With the victory, Bowyer jumped from 12th to second in the championship standings.
“You never quit. That’s how you win a championship, you never quit,” spotter Mike Dillon said over the radio as Bowyer smoked the tires and the crew celebrated on the wall.
Climbing from the car, Bowyer took his time to congratulate and celebrate with the team on the wall before coasting his way to Victory Lane.
“I’m just proud of everyone at RCR. These guys here just did a phenomenal job,” team owner Richard Childress said. “Clint had a great car and for Shane to make the call, I didn’t know how short we was on fuel.
“I knew it was going to be close and as soon as he got into second place there, that’s when they started telling him to slow down in between Dillon telling him, me telling him and Shane telling him that he had to save it.

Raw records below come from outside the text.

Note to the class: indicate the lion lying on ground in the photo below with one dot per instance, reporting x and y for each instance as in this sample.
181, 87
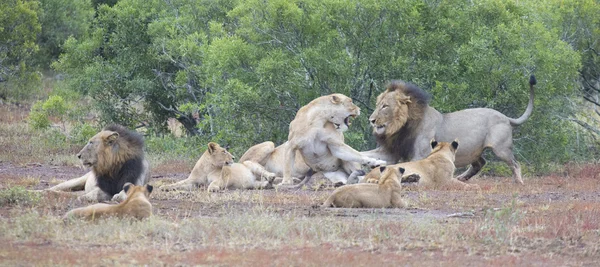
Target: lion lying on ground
403, 123
216, 169
136, 205
436, 171
316, 134
116, 156
385, 194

“He did a great job being able to save fuel right there at the end. I think we had a really strong car, and it would have been a good race if it had not been on fuel mileage but the way it came out, it worked out and we won the race,” he said.

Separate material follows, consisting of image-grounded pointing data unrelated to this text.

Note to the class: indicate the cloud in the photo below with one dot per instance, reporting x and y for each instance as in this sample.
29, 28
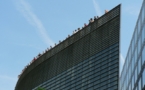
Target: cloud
31, 17
97, 8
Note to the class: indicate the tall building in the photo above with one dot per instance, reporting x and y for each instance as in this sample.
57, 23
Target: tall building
87, 60
133, 73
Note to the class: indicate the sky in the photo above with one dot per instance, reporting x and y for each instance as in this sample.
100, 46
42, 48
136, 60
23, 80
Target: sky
28, 27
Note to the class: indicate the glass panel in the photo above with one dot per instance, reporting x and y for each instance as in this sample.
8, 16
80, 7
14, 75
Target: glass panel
143, 77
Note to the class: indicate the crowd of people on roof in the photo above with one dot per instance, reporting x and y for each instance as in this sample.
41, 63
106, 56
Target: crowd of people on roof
75, 31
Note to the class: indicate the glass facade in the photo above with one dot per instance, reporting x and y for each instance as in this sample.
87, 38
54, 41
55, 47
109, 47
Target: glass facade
98, 72
133, 73
87, 60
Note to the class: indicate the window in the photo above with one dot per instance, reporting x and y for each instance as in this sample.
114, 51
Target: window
139, 65
143, 34
143, 77
139, 85
139, 45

Knowing it would come down to fuel mileage, Bowyer described his emotions over the final laps in watching Stewart run out with two laps to go and trying to make it home to score the win.
“Couldn’t believe it. I could not believe it,” Bowyer said of Stewart running out of fuel. “And then I thought I was going to run out. As soon as you see him run out, you’re wondering when it’s your turn then. It happened in the burnout, thank God.”
The win was also special for Wilson because it came in front of his hometown crowd.
“It’s definitely a big deal. Means a lot to me,” said Wilson. “Come here a lot of times, got to win a Nationwide race with Kevin, ran good here with Brendan in the Truck Series, but to win a race in Cup; family is here, came and watched the first Cup race here when Rusty (Wallace) won up in the stands, so means a lot.”
The No. 33 team ultimately ended the 2010 season 10th in the overall standings after a few struggles in the Chase, while Harvick ended the year third and Burton 12th.